Saturday, December 31, 2011

Wi-Fi SECURITY

In case you haven’t heard, we wrap up 2011 with the news your wireless home network may not be as secure as you thought.

Not many years ago, home wireless networks typically were unsecure because the manufacturers had been shipping their consumer Wi-Fi routers with encryption disabled.

Now they are shipping their routers with encryption enabled out of the box, but it turns out they have made home configuration a little too easy. Oops.

Fortunately, it requires special software to crack the security code. But unfortunately, if a determined person has that software, they can find out your security passphrase by brute force in just a few hours. And if you have used the same password (passphrase) in your home wireless router that you use for your email, then they can log into your email too – or anything for which you have used that same password, since they now know your favorite password.
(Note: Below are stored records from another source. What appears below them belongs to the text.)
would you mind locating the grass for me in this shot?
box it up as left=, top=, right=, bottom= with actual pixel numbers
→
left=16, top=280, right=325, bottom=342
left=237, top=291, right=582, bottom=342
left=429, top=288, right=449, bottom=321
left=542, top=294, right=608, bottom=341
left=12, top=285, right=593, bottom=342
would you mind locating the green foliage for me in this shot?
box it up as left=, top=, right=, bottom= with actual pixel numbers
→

The flaw is not with WPA2 security. It is with WPS (Wi-Fi Protected Setup), and the PIN it uses which can be guessed within 11,000 attempts maximum (3 hours, at one guess per second). To see if your newer router supports WPS, look at the label and see if in addition to things like the Serial Number and the MAC Address, it also lists an eight digit PIN. Or logon to the admin interface and see if it has a WPS option.
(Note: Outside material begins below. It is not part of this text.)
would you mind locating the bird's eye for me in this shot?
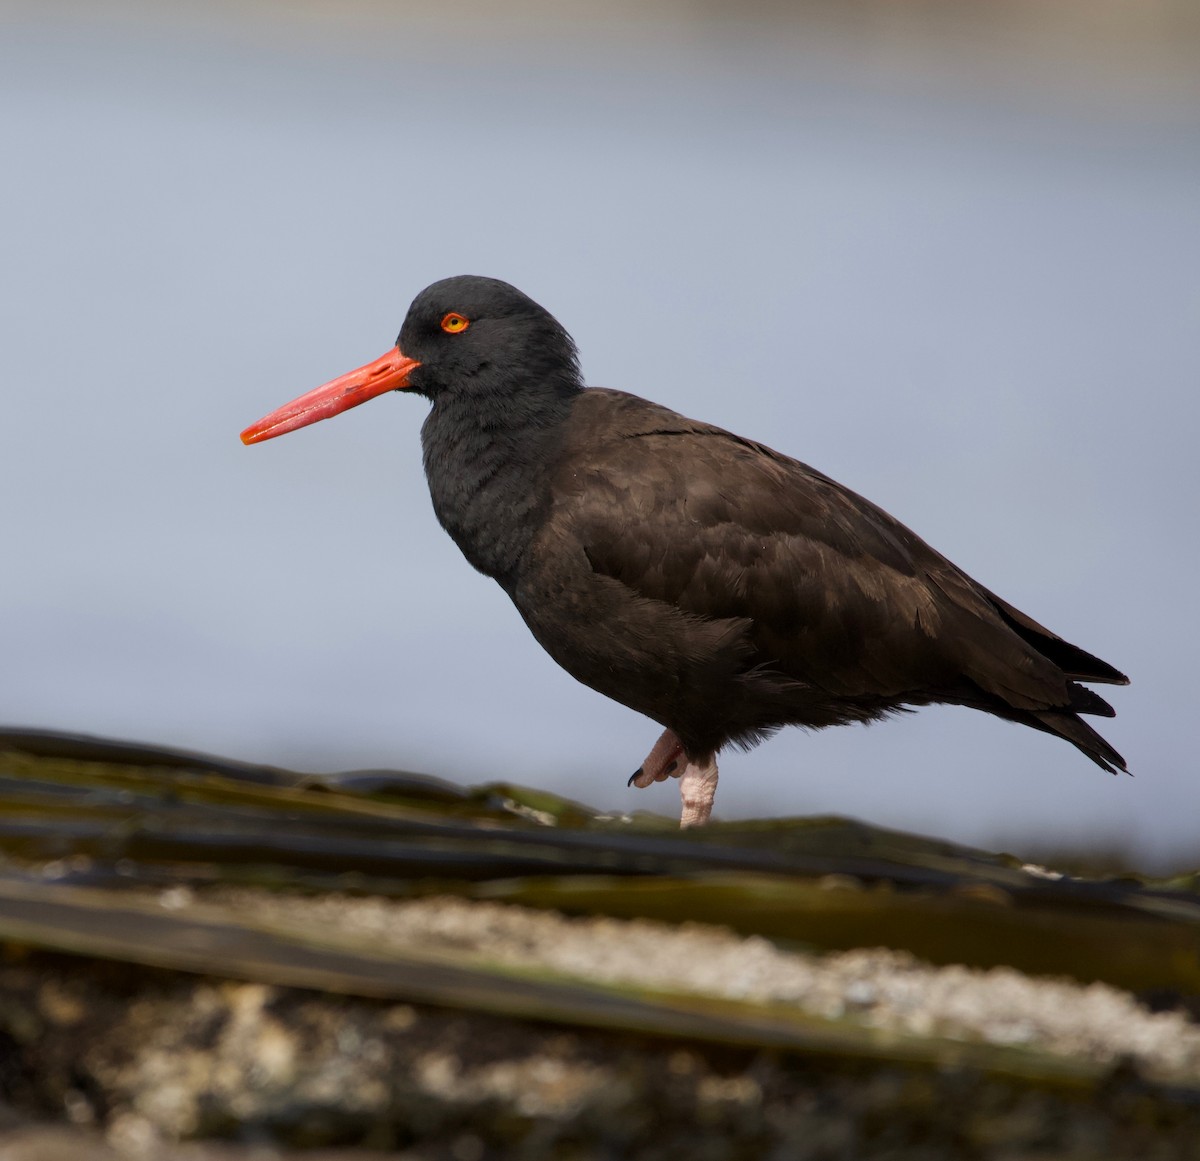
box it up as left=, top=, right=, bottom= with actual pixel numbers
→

If your router supports WPS, then turn WPS off so a hacker cannot exploit it. If you need to connect a new device to your home network, then go into the wireless setup and enter your WPA2 passphrase directly – it’s not really that much more difficult than entering an 8 digit PIN. If you really insist on using the PIN (and I don’t know why you would), then only turn WPS on long enough to add the new device, and then shut it back off before some enterprising neighbor breaks in.